В то время сторонники царя Петра, узнав о беременности царицы Прасковьи269, убедили главу своей партии, который достиг уже полных шестнадцати лет, также вступить в брак270. Царевна Софья предприняла все меры, чтобы расстроить этот замысел, но тщетно271. Петр 29 января272 1689 года сочетался браком с Евдокией Федоровной [Eudosia Federovna]273, дочерью боярина Федора Лопухина [Fedoro Lapuchim]274, из старинного боярского рода. В следующем году она родила ему сына275. Эти меры полностью разрушили планы великого канцлера, в отсутствие которого противная ему партия усилилась настолько и сумела так дискредитировать его действия в качестве министра и полководца, что по возвращении его из похода Петр отказал ему в аудиенции276. Для Софьи немилость ее фаворита стала ударом: защищать его от царя означало самой лишиться царской милости, оставить вовсе без поддержки – дать понять всему свету, что все ее планы пошли прахом, а возможно, были попросту выданы посвященными в них людьми в надежде вновь обрести благоволение царя. Эта предприимчивая женщина пустила в ход все средства: подобострастие, лесть, посулы. В конце концов ей удалось добиться того, что царь Петр допустил Василия к целованию руки, хотя большой пользы ему в том и не было, потому что пришлось проглотить горькие упреки, от которых ему нечем было оправдаться277. Однако царевна нашла в себе силы на новое предприятие: чтобы полностью оправдать в глазах публики своего фаворита, она стала просить у царей позволения вознаградить всех тех, кто хорошо послужил родине в последнем походе. Единственной ее целью было собрать вокруг себя значительное число сторонников за счет того самого государя, которого она собиралась устранить. Царь Петр, начавший уже понимать, что значит править государством, воспротивился этому намерению, указав на то, что желательно было бы сначала ему внимательно изучить заслуги, а уж после раздавать награды. Однако Софья совершенно этого не хотела, потому что ее целью было представить оказанные благодеяния как собственную заслугу. Поэтому она с такой настойчивостью и энергией упрашивала братьев, что вынудила Петра позволить ей действовать так, как ей было угодно278.

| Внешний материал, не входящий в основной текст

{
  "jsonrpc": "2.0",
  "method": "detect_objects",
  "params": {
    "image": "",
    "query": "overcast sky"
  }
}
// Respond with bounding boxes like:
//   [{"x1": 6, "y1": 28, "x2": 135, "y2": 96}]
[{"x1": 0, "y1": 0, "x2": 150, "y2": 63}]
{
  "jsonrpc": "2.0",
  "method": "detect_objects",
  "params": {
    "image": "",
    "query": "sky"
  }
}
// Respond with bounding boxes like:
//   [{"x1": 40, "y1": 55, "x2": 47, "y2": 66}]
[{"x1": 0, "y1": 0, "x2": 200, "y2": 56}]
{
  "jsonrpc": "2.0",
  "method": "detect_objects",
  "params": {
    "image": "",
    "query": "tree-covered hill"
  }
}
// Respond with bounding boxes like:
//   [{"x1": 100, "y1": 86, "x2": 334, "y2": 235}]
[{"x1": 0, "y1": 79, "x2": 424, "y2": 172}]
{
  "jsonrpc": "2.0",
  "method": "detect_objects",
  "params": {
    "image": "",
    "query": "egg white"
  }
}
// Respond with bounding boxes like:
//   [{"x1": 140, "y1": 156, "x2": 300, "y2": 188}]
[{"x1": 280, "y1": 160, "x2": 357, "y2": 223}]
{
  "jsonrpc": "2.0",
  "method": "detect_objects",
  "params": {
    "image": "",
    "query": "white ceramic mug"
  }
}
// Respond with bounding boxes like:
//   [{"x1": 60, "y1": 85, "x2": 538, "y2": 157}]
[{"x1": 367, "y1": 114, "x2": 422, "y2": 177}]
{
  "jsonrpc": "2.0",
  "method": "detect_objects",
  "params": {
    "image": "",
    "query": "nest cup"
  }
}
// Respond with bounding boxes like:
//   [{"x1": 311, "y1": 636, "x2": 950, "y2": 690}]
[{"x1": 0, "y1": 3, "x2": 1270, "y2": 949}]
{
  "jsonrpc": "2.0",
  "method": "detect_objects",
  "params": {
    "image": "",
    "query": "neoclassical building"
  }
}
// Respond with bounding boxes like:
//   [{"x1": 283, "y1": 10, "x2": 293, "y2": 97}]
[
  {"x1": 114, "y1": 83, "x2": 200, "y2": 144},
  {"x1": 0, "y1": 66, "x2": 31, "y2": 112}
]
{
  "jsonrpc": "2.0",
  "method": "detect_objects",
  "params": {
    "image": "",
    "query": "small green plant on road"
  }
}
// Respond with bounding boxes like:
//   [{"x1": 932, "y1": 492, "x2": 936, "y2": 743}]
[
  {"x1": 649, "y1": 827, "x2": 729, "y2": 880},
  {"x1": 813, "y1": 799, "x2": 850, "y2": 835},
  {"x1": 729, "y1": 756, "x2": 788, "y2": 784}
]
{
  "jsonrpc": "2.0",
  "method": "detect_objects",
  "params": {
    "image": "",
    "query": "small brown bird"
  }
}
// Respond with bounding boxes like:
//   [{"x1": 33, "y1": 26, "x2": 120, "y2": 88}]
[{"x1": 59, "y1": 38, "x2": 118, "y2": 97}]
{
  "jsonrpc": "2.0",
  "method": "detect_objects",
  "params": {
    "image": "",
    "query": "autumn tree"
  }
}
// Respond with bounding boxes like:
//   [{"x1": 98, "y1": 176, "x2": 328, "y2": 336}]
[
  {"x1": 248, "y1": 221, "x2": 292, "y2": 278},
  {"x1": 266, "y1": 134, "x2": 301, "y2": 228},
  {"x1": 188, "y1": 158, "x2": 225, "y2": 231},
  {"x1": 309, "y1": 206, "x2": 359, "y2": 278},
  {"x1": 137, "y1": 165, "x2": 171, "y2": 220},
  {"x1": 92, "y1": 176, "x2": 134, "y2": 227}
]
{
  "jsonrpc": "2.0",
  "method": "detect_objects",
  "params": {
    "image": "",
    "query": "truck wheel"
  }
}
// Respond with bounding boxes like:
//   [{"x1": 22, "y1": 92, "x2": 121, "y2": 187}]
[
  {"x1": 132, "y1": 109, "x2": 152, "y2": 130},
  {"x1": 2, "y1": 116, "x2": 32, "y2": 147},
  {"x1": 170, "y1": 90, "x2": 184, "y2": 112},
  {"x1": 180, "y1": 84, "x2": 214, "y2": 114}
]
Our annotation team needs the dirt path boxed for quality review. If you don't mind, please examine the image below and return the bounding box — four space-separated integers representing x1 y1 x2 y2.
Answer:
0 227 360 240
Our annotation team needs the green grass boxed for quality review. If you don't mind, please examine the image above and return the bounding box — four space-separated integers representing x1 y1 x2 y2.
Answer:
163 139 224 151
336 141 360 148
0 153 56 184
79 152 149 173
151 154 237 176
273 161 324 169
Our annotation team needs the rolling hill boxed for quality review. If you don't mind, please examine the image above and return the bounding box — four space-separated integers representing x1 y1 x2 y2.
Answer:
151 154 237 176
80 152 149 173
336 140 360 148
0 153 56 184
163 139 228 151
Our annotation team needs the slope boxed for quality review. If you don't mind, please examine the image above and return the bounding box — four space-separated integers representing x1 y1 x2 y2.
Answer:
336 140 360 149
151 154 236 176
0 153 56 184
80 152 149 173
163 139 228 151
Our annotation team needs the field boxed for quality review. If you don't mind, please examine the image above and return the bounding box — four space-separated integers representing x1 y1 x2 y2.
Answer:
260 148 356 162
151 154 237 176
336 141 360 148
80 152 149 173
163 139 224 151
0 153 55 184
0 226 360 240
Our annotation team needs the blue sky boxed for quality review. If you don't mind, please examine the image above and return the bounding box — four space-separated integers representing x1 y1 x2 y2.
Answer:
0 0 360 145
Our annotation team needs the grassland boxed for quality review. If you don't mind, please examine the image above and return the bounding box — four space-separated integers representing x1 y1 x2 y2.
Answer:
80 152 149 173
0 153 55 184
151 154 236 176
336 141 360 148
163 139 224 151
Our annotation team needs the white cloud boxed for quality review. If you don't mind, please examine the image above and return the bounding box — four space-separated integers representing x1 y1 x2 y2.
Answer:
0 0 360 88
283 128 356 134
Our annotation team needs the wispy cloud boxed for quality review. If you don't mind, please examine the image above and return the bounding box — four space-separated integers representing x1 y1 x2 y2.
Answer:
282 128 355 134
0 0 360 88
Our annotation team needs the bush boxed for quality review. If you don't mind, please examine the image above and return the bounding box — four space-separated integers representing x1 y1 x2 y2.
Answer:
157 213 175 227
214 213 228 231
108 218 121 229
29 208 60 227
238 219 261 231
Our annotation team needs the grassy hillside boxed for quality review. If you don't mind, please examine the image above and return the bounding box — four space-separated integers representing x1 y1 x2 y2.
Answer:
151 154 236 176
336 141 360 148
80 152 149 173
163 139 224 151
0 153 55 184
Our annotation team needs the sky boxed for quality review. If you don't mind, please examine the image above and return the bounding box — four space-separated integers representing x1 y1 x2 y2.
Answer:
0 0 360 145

Добившись этого позволения, Софья составила перечень дарений вместе с Голицыным: он был во главе списка. Голицын получил полторы тысячи крестьянских дворов в разных краях. Щедрые подарки получили и другие бояре из партии царевны. Офицерам достались подарки в соответствии с чином каждого из них – ей удалось облагодетельствовать даже совершенно не ждавших этого некоторых господ, чтобы привлечь их на свою сторону. Щедроты эти произвели два различных последствия. Унижение, которое царевне пришлось испытать, чтобы добиться разрешения их проявить, заставило ее задуматься о том, насколько ограниченна ее власть, и она не без оснований заключила, что вскоре ей предстоит лишиться ее окончательно. Всё это не могло не показаться весьма обидным даме, которая привыкла полновластно распоряжаться всем со времен болезни царя Федора, не встречая ни малейшего сопротивления. В то же время у царя Петра и его приближенных открылись глаза, когда они увидели щедрость, с которой царевна расточала милости людям всех чинов и званий, и им стало ясно, сколь многочисленно и могущественно ее окружение, к тому же возраставшее с каждым днем. Особенно их беспокоило то, что на ее сторону склонялась основная часть войск, и прежде всего стрельцы.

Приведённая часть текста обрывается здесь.